McGlinn: When did you hear your calling to be a theology teacher?
Haynie: It has been a gradual calling, I’d say. As I mentioned at the chapel service, I had a powerful experience of God on a retreat when I was in high school, but it wasn’t until several years later that I came to understand how I would best be able to share Jesus Christ and His Church with others. At Princeton I took some religion classes, some of which were dubbed “faithbusters 101,” and these classes, which often made students leave their faith, inspired in me a desire to study theology more and “get to the bottom of the situation” in a sense. While studying theology at Notre Dame, I realized that I wanted to continue studying theology for the rest of my life, but that I also wanted to share what I had learned so far with other people. Teaching theology at the high school level seemed like an awesome way to pursue truth with smart kids in a great setting.
McGlinn: What did you do prior to coming to Malvern?
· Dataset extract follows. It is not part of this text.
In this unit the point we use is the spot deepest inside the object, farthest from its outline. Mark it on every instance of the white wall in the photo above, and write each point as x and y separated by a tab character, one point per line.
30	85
Haynie: I’ve been so blessed to have had the opportunity to work in a lot of different jobs before Malvern. At the end of college and the summer after I graduated from college, I worked in DC for political consultants, US Congressmen, and government contractors, and really enjoyed that work and living in DC. I lived abroad in Kenya and then Germany (working as a market researcher for a pharmaceutical company) during the year after college, and then I’ve taught at two different high schools—one in New Jersey and one outside Philadelphia, as well as going to grad school full time for two years out in Indiana.
McGlinn: Have you heard the rumors about your comparisons to Mr. Andrew DiDomenico? What are your thoughts about this?
Haynie: I haven’t heard much about these comparisons, but Mr. Didom is the man, and I’m happy to be mentioned in the same sentence as him. He’s been my mentor here at Malvern, and I’m grateful for his friendship and his guidance. Quality dude.